This Sunday in Ukrainian port city Mariupol there was a large meeting by the local population and organized by volunteer Azov battalion. The main point of the whole meeting was the theatrical “March of the Brave” all the way to a location where Lenins statue was stood. On the location of ex-Lenin statue, a new statue was erected, it was the opening of the monument to the 10th century Slavic ruler Svyatoslav, the founder of the Rus states. Organizers of the even said there was over 5,000 activists that marched through the cities central avenue accompanied by Azov battalion fighters with burning torches and their battalion flags, probably for some dramatic and theatrical effect to the whole show.
By the looks of it, gathering was pretty massive and dramatic.
Марш хоробрых. Мариуполь. Азов. Начало шествия. pic.twitter.com/zsjDFZFd52
— Саша Негро (@sasha_negro) December 20, 2015
Interesting fact is that this statue opening and erection on Mariupol’s central square did not get a permission by the city authorities so it’s status for now is considered illegal.
“If they [the authorities or anyone else] are willing to demolish the monument, they are welcome to try,” Beletsky said announcing that the monument would be guarded by the Azov fighters.

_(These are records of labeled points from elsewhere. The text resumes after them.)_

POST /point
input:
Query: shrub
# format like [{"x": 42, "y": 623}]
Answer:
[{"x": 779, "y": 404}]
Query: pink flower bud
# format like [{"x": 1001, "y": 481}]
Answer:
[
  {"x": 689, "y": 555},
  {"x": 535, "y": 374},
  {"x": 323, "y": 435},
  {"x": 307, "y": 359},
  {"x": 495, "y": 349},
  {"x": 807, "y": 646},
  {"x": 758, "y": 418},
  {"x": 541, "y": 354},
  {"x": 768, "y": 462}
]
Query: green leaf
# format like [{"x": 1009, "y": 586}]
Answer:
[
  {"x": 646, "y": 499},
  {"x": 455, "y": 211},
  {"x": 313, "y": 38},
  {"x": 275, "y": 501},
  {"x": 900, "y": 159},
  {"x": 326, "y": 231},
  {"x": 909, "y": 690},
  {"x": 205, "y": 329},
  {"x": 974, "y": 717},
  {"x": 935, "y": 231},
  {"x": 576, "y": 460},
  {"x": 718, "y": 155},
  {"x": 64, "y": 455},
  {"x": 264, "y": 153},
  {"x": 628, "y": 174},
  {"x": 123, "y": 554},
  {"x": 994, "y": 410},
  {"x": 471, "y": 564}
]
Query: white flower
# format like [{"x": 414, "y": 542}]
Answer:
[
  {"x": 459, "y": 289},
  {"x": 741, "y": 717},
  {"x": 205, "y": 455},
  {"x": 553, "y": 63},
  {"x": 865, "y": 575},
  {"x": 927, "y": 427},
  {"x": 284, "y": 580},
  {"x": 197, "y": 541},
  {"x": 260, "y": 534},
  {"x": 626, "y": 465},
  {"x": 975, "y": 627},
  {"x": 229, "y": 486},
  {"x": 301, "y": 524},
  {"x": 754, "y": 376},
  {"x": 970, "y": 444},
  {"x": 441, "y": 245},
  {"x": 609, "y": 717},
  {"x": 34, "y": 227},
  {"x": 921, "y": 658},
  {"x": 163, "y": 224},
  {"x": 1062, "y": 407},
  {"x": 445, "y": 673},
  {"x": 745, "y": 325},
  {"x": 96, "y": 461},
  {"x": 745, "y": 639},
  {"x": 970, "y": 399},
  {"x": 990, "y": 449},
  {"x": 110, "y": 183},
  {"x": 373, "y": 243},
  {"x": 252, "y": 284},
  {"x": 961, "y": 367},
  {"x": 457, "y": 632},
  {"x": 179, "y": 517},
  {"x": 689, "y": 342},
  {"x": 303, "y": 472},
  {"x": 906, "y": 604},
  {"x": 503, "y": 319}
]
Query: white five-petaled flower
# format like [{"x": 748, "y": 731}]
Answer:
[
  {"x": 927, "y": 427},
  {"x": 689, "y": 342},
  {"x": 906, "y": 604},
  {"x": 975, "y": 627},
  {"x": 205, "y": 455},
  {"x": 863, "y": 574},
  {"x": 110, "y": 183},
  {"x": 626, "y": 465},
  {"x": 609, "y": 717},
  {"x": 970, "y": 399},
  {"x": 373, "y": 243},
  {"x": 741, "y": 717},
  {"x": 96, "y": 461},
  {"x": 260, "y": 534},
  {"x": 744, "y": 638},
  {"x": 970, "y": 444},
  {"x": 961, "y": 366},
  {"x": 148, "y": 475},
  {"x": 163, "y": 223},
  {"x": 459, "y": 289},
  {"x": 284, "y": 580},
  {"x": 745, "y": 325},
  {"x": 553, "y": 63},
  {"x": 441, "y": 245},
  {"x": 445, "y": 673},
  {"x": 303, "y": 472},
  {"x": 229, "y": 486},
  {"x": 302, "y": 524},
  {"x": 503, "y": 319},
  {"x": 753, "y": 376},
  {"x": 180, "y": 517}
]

The torch-lit procession dubbed “March of the brave” was later concluded with a rally called “Coming at You.”
Svyatoslav, Grand prince of Kiev
Svyatoslav, Grand prince of Kiev. The son of Igor of Kiev and Olga, Sviatoslav is famous for his persistent campaigns in the east and south, which precipitated the collapse of two great powers of Eastern Europe,Khazaria and the First Bulgarian Empire. He also conquered numerous East Slavic tribes, defeated the Alans and attacked the Volga Bulgars, and at times was allied with the Pechenegs and Magyars. In contrast with his mother’s conversion to Christianity, Sviatoslav remained a staunch pagan all of his life.